Há lógica em todo isso?
Sim, há lógica, só que não pode ser explicada, não de forma oficial. Wolf Richter, analista económico e blogueiro, escreveu um bom artigo acerca disso: “Olhem que estão a afundar a economia global mas ninguém pode dizê-lo”. Se o Leitor entender um pouco de inglês, aconselho lê-lo, o link do blog (Wolf Street) fica no fundo deste artigo.
O que se passa é coisa já velha ma sempre actual: as políticas dos bancos centrais favorecem o famoso 1% da população mundial, a “elite”, enquanto aumenta a desigualdade.
Sim, verdade: ao longo das últimas duas décadas, centenas de milhões de pessoas têm sido “extraídas” da pobreza, principalmente na Ásia. Dito assim, até parece que a desigualdade ficou reduzida.

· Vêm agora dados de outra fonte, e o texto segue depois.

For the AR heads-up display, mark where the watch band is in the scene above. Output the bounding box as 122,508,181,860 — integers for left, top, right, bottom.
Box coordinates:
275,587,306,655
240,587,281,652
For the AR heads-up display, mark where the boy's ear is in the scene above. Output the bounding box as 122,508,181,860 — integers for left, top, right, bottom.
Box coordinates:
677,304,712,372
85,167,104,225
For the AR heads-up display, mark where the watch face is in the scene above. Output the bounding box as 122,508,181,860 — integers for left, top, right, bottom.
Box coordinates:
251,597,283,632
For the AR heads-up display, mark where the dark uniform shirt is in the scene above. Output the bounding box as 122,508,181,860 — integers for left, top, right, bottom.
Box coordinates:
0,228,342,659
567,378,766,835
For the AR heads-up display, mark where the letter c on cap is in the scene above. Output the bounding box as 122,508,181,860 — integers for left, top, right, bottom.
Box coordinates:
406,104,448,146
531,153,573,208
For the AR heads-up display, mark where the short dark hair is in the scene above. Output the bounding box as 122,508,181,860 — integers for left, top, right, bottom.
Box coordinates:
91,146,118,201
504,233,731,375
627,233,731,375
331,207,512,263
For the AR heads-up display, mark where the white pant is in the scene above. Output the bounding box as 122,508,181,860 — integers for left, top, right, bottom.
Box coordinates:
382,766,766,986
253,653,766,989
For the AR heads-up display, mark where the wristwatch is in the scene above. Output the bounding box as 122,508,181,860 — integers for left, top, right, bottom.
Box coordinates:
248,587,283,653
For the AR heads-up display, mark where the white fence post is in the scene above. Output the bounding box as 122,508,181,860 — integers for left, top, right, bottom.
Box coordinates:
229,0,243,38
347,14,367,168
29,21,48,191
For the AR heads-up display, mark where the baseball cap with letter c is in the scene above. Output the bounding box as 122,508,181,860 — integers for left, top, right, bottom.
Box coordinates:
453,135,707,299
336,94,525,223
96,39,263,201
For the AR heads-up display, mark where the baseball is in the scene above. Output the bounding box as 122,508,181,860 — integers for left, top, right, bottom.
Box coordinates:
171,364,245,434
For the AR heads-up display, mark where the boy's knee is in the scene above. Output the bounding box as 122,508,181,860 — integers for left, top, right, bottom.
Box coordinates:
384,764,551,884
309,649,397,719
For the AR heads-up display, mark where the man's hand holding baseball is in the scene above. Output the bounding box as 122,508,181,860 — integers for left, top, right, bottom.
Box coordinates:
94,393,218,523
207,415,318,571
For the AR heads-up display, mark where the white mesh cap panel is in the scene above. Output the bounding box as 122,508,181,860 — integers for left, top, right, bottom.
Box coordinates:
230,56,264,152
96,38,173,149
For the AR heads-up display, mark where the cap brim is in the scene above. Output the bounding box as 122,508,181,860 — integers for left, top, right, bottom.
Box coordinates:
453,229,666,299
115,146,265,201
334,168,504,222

Mas é exactamente o contrário, como explica Mohamed El-Erian, ex chefe da PIMCO e hoje Chefe do Conselho económico do Grupo Alianz: nos EUA, no Brasil ou na China (ahi ahi, os BRICS) houve um forte aumento da desigualdade na riqueza e isso resulta em desigualdade de acesso às oportunidades também.
Oxfam, uma organização sem fins lucrativos que trabalha em 90 Países, acaba de publicar um relatório segundo o qual o 1% mais rico do mundo está a ficar com a maior parte da riqueza global.
Em 2008, segundo os dados do Credit Suisse, o mesmo 1% possuía 44% desta riqueza.
Em seguida, houve a crise financeira e, a partir de 2009, mudanças, que ficaram ainda mais evidentes em 2010: o tal 1% começou a tomar posse duma parte cada vez mais crescente da riqueza, enquanto o restante 99% da população perdeu terreno.
Em 2014, o 1% do topo voou até deter 48% de toda a riqueza. E se esta tendência continuar, em 2016 o 1% deterá uma riqueza maior do que o resto da população mundial junta.
Não só. Em 2009, os 80 indivíduos que se acredita serem o mais ricos do mundo (segundo Forbes) tinha menos de 1 trilião de Dólares de riqueza líquida. Em 2014, esta fortuna quase duplicou, atingindo 1.9 triliões.
Dito de outra forma: os 80 indivíduos mais ricos possuem mais riqueza do que todos os 3,5 biliões de pobres juntos, 1 bilião dos quais vive com menos de 1,25 Dólares por dia.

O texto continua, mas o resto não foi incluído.